The search strategies yielded six studies for consideration of inclusion. However, none of these studies fulfilled the requirements for inclusion in this review.

Authors' conclusions

There are currently no randomised controlled trials that address the safety and efficacy of VAS used to assess fetal well-being in labour in the presence of a nonreassuring CTG trace. Although VAS has been proposed as a simple, non-invasive tool for assessment of fetal well-being, there is insufficient evidence from randomised trials on which to base recommendations for use of VAS in the evaluation of fetal well-being in labour in the presence of a nonreassuring CTG trace.

Author(s)

East Christine E, Smyth Rebecca MD, Leader Leo R, Henshall Naomi E, Colditz Paul B, Lau Rosalind, Tan Kelvin H

Summary

Vibroacoustic stimulation for fetal assessment in labour in the presence of a nonreassuring fetal heart rate trace

Vibratory and sound stimulation may help to tell how well a baby is during labour when the heart beat is showing possible concerns.

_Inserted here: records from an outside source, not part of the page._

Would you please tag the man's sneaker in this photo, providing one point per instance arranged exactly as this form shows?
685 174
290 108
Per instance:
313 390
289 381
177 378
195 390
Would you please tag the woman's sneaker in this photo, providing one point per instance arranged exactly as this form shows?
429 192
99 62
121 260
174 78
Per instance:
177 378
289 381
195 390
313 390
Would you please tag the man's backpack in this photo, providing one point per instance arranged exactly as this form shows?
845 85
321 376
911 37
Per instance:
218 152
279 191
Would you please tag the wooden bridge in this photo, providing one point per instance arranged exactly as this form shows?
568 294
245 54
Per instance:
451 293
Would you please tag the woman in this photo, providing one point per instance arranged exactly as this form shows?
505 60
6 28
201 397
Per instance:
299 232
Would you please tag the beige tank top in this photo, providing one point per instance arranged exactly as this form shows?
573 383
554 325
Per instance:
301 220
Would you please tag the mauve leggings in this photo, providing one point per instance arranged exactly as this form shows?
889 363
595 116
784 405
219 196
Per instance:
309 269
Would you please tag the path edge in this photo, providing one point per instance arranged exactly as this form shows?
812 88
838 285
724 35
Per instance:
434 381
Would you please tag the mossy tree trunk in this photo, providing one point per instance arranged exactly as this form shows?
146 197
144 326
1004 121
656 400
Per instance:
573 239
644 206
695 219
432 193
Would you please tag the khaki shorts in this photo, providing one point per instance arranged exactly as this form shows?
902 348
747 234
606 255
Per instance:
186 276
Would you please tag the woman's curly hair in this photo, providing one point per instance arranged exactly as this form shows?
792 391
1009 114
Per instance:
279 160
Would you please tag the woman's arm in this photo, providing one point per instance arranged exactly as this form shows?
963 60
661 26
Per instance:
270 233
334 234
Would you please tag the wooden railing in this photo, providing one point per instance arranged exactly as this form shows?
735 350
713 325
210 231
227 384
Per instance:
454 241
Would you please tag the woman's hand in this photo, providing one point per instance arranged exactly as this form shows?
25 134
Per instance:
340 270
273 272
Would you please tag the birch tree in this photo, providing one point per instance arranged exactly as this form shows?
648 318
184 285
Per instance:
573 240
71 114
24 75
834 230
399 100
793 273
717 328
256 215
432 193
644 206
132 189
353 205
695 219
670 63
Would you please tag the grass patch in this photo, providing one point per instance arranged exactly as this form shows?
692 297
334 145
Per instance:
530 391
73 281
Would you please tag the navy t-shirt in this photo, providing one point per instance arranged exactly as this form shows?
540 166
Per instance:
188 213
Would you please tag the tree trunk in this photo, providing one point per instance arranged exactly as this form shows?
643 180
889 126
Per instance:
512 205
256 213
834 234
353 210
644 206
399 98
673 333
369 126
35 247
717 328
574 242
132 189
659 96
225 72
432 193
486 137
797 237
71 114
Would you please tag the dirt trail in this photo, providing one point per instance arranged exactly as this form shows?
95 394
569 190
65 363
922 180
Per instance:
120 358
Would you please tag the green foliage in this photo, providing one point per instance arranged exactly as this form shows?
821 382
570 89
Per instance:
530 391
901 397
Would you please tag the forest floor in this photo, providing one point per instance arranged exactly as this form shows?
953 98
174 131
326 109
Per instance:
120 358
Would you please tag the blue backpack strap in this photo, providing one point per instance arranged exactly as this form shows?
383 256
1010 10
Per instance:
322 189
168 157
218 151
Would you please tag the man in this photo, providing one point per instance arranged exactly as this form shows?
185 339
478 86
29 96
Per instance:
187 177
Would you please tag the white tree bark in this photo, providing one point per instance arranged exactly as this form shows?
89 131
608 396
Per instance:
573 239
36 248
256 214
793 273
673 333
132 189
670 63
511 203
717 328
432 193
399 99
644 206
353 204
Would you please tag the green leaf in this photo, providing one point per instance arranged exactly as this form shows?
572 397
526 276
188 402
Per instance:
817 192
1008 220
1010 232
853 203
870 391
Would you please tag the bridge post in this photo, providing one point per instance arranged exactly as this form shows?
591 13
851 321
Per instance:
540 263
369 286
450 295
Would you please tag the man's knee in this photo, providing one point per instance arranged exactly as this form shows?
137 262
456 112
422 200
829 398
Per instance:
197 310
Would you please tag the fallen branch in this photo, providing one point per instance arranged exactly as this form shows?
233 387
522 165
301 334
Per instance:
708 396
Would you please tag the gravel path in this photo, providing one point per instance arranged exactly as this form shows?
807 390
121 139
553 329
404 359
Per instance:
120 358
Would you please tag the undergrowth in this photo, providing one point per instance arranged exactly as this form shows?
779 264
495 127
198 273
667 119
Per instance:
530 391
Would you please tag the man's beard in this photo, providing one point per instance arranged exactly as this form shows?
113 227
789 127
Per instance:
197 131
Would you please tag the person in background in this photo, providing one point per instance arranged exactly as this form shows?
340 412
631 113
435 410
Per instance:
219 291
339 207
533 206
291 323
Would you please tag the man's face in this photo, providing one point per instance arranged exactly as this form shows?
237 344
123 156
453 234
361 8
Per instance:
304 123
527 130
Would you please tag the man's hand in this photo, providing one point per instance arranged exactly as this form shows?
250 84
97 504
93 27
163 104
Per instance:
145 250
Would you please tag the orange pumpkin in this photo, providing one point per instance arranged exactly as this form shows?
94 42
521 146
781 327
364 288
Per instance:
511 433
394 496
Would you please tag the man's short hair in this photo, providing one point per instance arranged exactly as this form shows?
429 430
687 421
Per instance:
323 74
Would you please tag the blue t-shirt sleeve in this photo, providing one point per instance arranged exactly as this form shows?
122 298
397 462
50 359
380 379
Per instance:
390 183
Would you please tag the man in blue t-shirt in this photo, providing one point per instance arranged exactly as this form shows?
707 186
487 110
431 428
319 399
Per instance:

A baby's heart rate is checked during labour to try to identify babies who are having difficulties. However, changes in the baby's heart-rate patterns may not always mean the baby really is having difficulties. When the heart-rate pattern is not reassuring, extra tests may help to indicate which babies need help. Sound and vibratory stimulation (fetal vibroacoustic stimulation) is one such test. For healthy babies it produces a positive response, and absence of this could be a sign that the baby is having difficulty. The review authors found no randomised trials that considered vibroacoustic stimulation for this use. More research would be helpful.

Reviewer's Conclusions

Implications for practice

There are currently no randomised controlled trials that address the safety and efficacy of fetal vibroacoustic stimulation (VAS) following demonstration of a nonreassuring cardiotocograph (CTG) during labour. Although VAS is a simple, non-invasive test of fetal well-being, there is insufficient evidence from randomised trials to show whether VAS is effective in the evaluation of fetal well-being during labour.

Implications for research

Well conducted randomised controlled trials addressing the safety and effectiveness of VAS during labour are required before intrapartum VAS can be considered to have been adequately evaluated. Outcomes of interest could include those listed in this review. The primary outcome may be long-term neurodevelopmental disability: however, at least in the term fetus population, it is an adverse outcome of such low prevalence that any change would be difficult to power without a prohibitively large sample size. An outcome of clinical relevance may be as simple as the number of additional tests performed to assess fetal well-being following identification of a nonreassuring CTG, through to operative delivery rates.